É o momento mais assustador para os personagens, e também o auge do filme. Se cenas de mais ação e dinamismo são sua casa, Bayona sofre para navegar os dias e semanas seguintes, onde a batalha pela vida é constante e lenta. Sua direção se torna repetitiva, e a incapacidade do roteiro para dar vozes individuais ao grupo nos deixa sempre a um passo de distância para entendermos o que acontecendo em níveis emocionais e psicológicos.
Parece um esforço do filme para trazer à luz o coletivismo necessário para aguentar circunstâncias tão extremas. Se há um protagonista, seria o narrador Numa (Enzo Vogrincic), e há alguns nomes que serão lembrados, em especial o bravo Nando (Agustín Pardella), cuja coragem é grande o suficiente para apequenar as montanhas geladas. Essas personalidades, porém, são pouco exploradas. Quando um dos garotos argumenta a inutilidade da fé no sobrenatural, por exemplo, o discurso soa totalmente vazio.

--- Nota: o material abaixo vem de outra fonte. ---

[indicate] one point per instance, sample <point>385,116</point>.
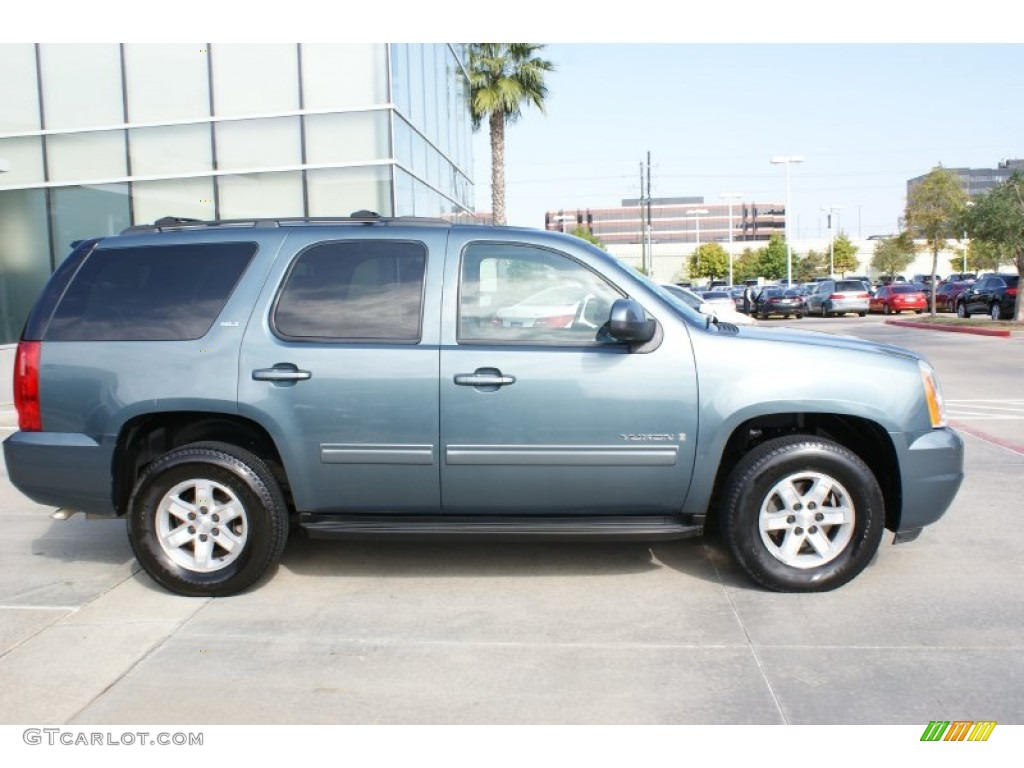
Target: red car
<point>895,298</point>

A Sociedade da Neve está interessada em questionar o uso da palavra "milagre" para definir os dois meses desses jovens no frio — afinal, houve mais mortos do que vivos — mas essa resistência ao divino nunca é aprofundada. Sim, a maior parte dos atletas era católico (algo que o simbolismo frequente da cruz não vai te deixar esquecer), mas para desafiar a relação deles com Deus, é preciso primeiro nos dar um vislumbre de como era, ou ao menos de quem eles eram. A decisão de não ter um personagem principal reforça o uso de "sociedade" no título, mas restringe a capacidade do longa de entrar na mente ou no coração deles para além do drama inerente à premissa.
A Sociedade da Neve sempre volta aos closes de rostos desesperados, e com o auxílio da fotografia iluminada de Pedro Luque, enquadra tomadas abertas de beleza assombrosa, onde o contraste o espetáculo da natureza com a dureza de sua indiferença fica claro. Raros são os planos médios, que relacionam os rostos à paisagem, e nos dizem quem são as pessoas neste ambiente. Bayona então apela para o sentimentalismo, particularmente na narração (de onde tira uma reviravolta barata), mas não vence o afastamento, um erro grave diante da longa duração.
Ainda assim, é difícil não ser levado às lágrimas quando a conclusão, e o resgate, enfim chega. Particularmente devido ao excelente trabalho visual dos últimos 30 minutos, quando Nando e Roberto (Matías Recalt) partem numa jornada em busca do limite entre os Andes e a civilização, Bayona mais uma vez se mostra capaz de refletir a grandiosidade de feitos improváveis.
Quando a euforia desse retorno é contraposta com a imagem dos esqueletos deixados para trás, A Sociedade da Neve encontra uma forma muito mais interessante de representar os dois lados desses fatos mais do que qualquer debate raso sobre fé. Ali, na visão de um sobrevivente malnutrido e sujo abraçado por estranhos, enfim sentimos a dualidade da perda devastadora de 29 vidas e do milagre deslumbrante da permanência de 16 outras.